Он встал и на негнущихся ногах пошел к машине. Кажется, дурацкий паром так и застрял навечно на противоположном берегу. Джон заглянул внутрь «бьюика». Все стекла были опущены. Старшая миссис Герролд полулежала на заднем сиденье, опираясь на груду чемоданов, и крепко спала. Платье у нее взмокло от пота, на лице выступила испарина. Лишь сухие седые колечки локонов выглядели как всегда.
Джон улыбнулся и вернулся к жене. Разумеется, знай мама, как ей не понравится Мексика, она ни за что не прилетела бы к ним, чтобы вместе проделать обратное путешествие.
- Она спит, - сообщил он.
Линда зевнула.
- Давай возьмем одеяло, термос и спустимся к реке. Может, там будет попрохладнее.
Она взяла термос и пошла вперед. Это платье он сам купил ей в Мехико. Хорошее платье, красиво облегает бедра и талию. У нее красивая, грациозная, скользящая походка профессиональной манекенщицы. Она идет высоко подняв голову, ставя ноги слегка носками внутрь, слегка покачивая на ходу бедрами. В его детских мечтах Диана сходила с садового пьедестала и шла к нему именно такой походкой. Они подошли к обрыву, и он взял ее за руку, чтобы помочь спуститься с крутого склона к мутной воде.
- Хочешь, побродим? - спросила Линда.
- Ну что ты! Разве можно - в такой одежде. Кажется, там внизу нет ничего подходящего. Может, вернемся?
- Давай пройдемся вдоль берега. Пошли!
Пожав плечами, он последовал за ней. Солнце начинало печь плечи сквозь тонкую рубашку. В уголках глаз выступил пот.
Дальше и дальше.
- У нас что, кросс по пересеченной местности?

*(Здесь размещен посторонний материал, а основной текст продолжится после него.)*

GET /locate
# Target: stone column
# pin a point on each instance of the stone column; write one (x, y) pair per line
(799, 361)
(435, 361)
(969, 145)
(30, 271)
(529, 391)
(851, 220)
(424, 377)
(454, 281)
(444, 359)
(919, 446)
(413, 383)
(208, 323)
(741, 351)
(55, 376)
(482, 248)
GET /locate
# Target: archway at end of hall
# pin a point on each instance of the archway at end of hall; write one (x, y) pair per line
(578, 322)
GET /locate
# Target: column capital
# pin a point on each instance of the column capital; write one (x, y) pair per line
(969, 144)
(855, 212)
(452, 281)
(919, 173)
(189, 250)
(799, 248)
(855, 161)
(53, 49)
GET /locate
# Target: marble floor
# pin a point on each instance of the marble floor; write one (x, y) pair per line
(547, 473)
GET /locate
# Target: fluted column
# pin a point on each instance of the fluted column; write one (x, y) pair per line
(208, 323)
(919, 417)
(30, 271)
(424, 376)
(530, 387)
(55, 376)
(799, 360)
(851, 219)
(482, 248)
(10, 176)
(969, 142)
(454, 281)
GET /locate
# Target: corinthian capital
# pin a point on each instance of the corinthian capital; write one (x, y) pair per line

- Нам недалеко, Джон. Вон к той рощице.
- Это еще с километр отсюда!
- Но она выглядит такой манящей!
Дойдя до рощицы, он сам увидел, как там хорошо. Деревья оказались выше и толще. А трава под ними - зеленая, не такая пыльная и выжженная, как наверху, на обочине дороги. Они сели на расстеленное одеяло и по очереди допили остатки воды. Джон поднял голову и оглядел излучину реки. Игрушечный паром мерцал в отдаленном мареве. От машин, ждущих переправы на дальнем берегу, исходили яркие, слепящие глаза, хромовые блики.
- Правда, здесь прохладнее? - спросила она.

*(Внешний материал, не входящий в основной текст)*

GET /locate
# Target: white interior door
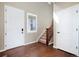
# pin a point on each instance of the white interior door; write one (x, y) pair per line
(14, 27)
(64, 33)
(75, 18)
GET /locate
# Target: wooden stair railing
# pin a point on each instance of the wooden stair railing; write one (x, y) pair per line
(49, 34)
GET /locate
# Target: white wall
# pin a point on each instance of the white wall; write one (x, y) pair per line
(64, 22)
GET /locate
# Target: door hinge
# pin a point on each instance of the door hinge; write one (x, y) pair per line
(5, 45)
(76, 47)
(5, 10)
(5, 33)
(76, 29)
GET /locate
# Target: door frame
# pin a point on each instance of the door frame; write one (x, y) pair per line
(5, 31)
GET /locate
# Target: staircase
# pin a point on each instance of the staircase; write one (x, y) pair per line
(47, 36)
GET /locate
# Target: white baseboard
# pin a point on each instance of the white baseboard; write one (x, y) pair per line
(31, 42)
(40, 35)
(18, 46)
(2, 50)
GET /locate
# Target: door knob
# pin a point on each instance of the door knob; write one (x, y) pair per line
(22, 29)
(58, 32)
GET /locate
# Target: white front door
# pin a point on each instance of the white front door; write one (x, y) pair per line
(14, 27)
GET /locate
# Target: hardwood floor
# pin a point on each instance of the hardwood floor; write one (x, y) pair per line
(36, 50)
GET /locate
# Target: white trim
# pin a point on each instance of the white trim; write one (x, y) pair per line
(31, 42)
(2, 50)
(50, 43)
(40, 35)
(28, 28)
(19, 46)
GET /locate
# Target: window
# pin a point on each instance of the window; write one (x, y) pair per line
(31, 22)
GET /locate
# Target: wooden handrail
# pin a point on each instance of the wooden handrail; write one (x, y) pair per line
(49, 34)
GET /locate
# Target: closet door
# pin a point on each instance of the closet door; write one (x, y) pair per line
(76, 28)
(14, 27)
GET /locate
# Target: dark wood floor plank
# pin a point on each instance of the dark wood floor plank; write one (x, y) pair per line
(36, 50)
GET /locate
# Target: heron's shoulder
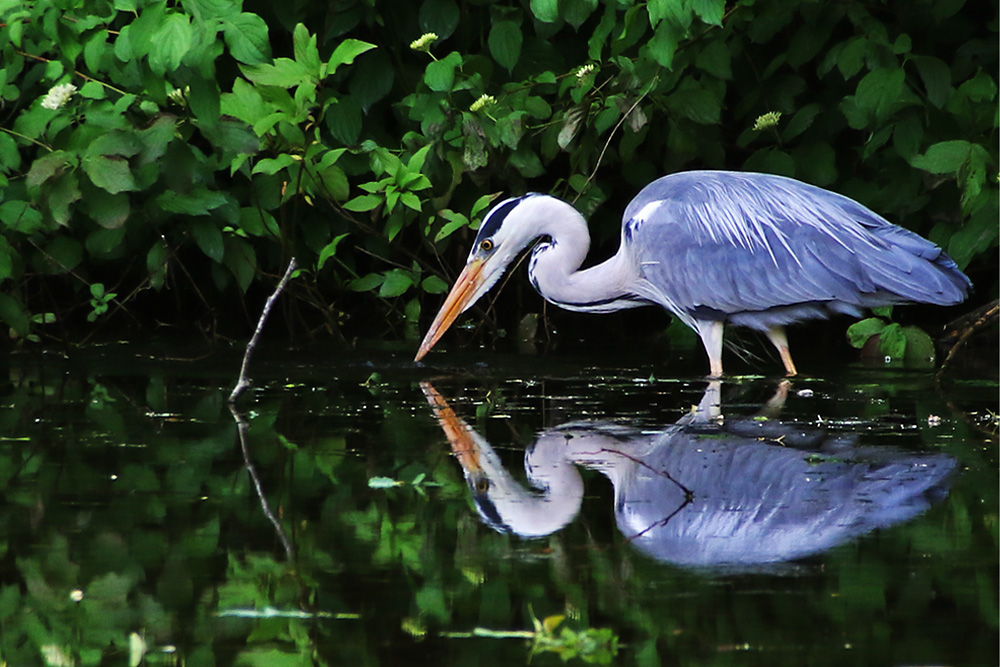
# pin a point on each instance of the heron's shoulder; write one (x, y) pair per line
(743, 208)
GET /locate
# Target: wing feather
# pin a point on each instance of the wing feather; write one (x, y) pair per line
(721, 244)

- М-м-м... Намного. Ты умница.
Она легла на одеяло и приказала:
- Быстро поцелуй меня.
Он склонился над ней и легонько поцеловал в губы. Рука ее обвилась вокруг его шеи; он отпрянул, пытаясь выпрямиться и сесть. Ее губы набухли и увлажнились. Ему нравились легкие, сухие поцелуи. Именно от таких поцелуев он начинал желать ее, внутри у него закипало безумие. Линда застонала и прижалась к нему всем телом.
- А теперь, - от волнения у нее сел голос, - а теперь, Джон Картер Герролд... Здесь и сейчас, и снова при солнечном свете.

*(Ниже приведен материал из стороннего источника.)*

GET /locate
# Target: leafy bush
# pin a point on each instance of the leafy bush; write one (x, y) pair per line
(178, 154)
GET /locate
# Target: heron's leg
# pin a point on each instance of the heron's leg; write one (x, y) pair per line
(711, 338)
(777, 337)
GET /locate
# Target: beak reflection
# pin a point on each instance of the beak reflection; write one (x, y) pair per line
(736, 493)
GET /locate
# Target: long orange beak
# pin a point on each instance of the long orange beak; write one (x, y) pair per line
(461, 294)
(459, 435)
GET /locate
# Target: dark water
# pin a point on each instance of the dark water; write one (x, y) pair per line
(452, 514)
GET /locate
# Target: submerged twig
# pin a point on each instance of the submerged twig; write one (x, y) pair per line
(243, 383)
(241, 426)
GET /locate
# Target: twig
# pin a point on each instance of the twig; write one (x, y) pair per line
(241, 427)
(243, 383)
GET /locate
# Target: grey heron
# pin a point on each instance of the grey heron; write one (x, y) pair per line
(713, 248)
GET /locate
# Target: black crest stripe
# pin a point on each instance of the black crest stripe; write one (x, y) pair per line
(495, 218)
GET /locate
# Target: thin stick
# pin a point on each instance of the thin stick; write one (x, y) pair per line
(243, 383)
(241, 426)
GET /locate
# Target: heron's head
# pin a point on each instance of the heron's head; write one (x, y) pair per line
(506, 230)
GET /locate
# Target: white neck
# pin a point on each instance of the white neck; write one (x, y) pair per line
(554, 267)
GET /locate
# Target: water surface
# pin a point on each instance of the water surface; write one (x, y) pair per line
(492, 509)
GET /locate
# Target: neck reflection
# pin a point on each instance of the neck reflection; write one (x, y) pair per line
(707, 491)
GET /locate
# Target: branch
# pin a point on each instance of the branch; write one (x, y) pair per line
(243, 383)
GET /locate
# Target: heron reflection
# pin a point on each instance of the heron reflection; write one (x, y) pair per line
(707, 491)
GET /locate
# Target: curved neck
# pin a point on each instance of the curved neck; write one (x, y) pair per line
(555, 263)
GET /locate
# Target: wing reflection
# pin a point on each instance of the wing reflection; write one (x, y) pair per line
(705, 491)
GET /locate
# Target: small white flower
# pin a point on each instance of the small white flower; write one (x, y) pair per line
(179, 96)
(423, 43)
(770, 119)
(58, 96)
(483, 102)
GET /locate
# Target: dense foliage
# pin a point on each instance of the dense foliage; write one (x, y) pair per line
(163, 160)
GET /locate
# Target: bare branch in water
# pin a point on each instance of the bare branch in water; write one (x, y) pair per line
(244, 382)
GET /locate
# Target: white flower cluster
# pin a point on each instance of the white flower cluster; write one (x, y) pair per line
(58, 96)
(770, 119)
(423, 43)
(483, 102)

- Твое платье, - запротестовал он. - Оно изомнется. И потом, я не взял... У меня с собой нет...
Она закрыла глаза.
- Ничего страшного.
- Но мы же собирались подождать еще годик, пока...
Из-под сомкнутых век выкатилась слезинка.
- Я думала об этом. Можешь смеяться надо мной, но мне кажется... Именно сейчас благодаря нашей любви мы сможем сделать ребенка со смеющимися глазами, крепенького, загорелого и здорового. А пройдет год, и все, что мы сумеем произвести на свет, - это бледных детишек с грустными глазами, из которых... ушла любовь.
Линда села. Она на самом деле плакала. Потом задрала юбку, стянула платье через голову и снова легла. На ней было только белье - настоящее белье для медового месяца - нечто голубое, нежнейший нейлон и кружева.
И тогда он овладел ею, грубее, чем когда-либо прежде, и она отвечала на каждое его движение; любовь пульсировала у него в висках подобно барабанному бою. Он взял ее с почти шокирующей быстротой, и она отвечала ему с такой же готовностью. И пока они любили друг друга, пока весь мир свелся для них к сплетению их тел, пока все кругом пело песнь любви, он понимал: все, что они делают, - единственно правильно, в их действиях нет ничего грязного и мерзкого... Диана - камень, а перед ним - живая, теплая плоть, ближе которой нет ничего на свете.
Потом они отдыхали, бок о бок, ее голова покоилась у него на плече.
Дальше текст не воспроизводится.